The main point is that we want MEV extraction to be competitive. The more competitive MEV extraction is, the higher the fraction of their profit searchers will have to bid to win the auction for bundle inclusion. The more searchers they are, the less practical it is for them to collude and keep tips low. For MEV extraction to be competitive, it needs to be as accessible as possible.
A problem with the way MEV is currently extracted is that it relies on a small number of **centralized** relayers. While those (and in particular Flashbots, the largest) seem to be benevolent, they nevertheless are in a position where they could have a significant impact on the network.
I haven't thought much on all possible scenarios here (feel free to contribute), but one particular thing to be worried about is that these relayers are able to effectively push against MEV democratization and competitiveness. They could do this by gatekeeping access and only letting in large established players. They could also help coordinate the searchers around price fixing, for instance by mandating a tip cap in % of transaction proceeds.
Here are a few proposals that have been made to assuage these concerns:
- [Vitalik proposes baking a block-builder market into the protocol.](https://ethresear.ch/t/proposer-block-builder-separation-friendly-fee-market-designs/9725) The goal being to ensure that no one can be prevented from competing on transaction ordering. Note that nothing prevents these block-proposer to auction of the inclusion of transaction bundles in the block they are building.

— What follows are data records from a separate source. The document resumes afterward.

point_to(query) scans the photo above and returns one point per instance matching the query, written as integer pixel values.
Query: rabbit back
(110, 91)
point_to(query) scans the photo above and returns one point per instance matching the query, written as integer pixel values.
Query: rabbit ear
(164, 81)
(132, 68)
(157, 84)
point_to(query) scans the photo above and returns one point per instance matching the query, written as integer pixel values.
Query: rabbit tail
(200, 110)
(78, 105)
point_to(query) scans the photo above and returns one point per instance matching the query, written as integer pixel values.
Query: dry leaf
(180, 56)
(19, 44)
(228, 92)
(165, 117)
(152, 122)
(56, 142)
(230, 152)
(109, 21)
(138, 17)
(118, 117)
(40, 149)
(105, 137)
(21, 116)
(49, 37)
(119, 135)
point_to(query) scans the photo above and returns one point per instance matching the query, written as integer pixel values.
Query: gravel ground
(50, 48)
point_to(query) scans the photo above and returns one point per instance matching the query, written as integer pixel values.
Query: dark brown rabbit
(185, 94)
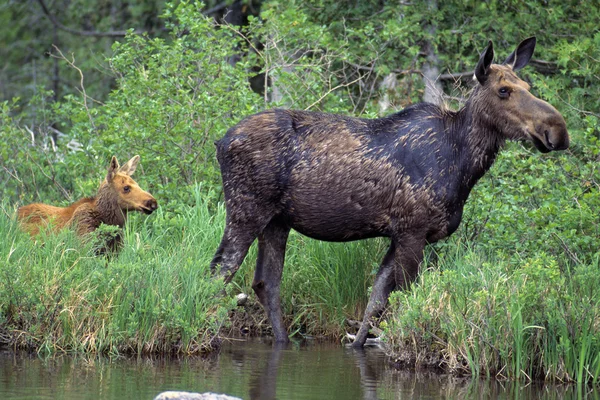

- [Karl from Optimism proposes including MEV auctions (MEVA) into the protocol](https://ethresear.ch/t/mev-auction-auctioning-transaction-ordering-rights-as-a-solution-to-miner-extractable-value/6788) (same idea as before) but additionally redirecting the proceeds towards a public goods fund. (Note that MEVA is now used mostly for Flashbot-style auctions.)
- [The Flashbots teams proposed MEV-SGX](https://ethresear.ch/t/mev-sgx-a-sealed-bid-mev-auction-design/9677), a decentralized scheme for MEV auction that would leverage SGX secure enclaves to ensure transaction/bundle privacy and permissionlessness (anyone can participate and nobody is kept out). Of all the proposal, this is the most concrete/detailed, and the Flashbots teams is working on it. It is not a core-protocol-level solution.
## Conclusion
So, this was quite a bit of text. Besides brushing up on MEV basics, here's what I hope to have accomplished:
- Made the point that sandwich attacks are the worst kind of commonly occurring MEV.
- Shown that there are many ways to mitigate against sandwich attacks today. Those might not necessarily be long-term stable, but it shows that the urgency of the problem might have been overstated.
- Proposed using a prioritized list of transaction along with a shuffled list of transactions as one idea on how to mitigate sandwich attacks.
- Shown that this scheme can never truly avoid all sandwich attacks, although it effectively bounds the number of sandwich attacks per block, and make those attacks much more costly.
- Proposed using threshold encryption under PoS as one way to mitigate sandwich attacks
- Here the concern is that of feasibility, given my relative ignorance of the details of PoS and threshold cryptography. Input greatly appreciated.
- Go check Marcellus' post for a similar idea with a bit more details: [MEV mitigation protocol based on SSS](https://ethresear.ch/t/mev-mitigation-protocol-based-on-sss/10292)
- Made the point that MEV democratization and minimization efforts are orthogonal.
All your thoughts, remarks & feedbacks are welcome.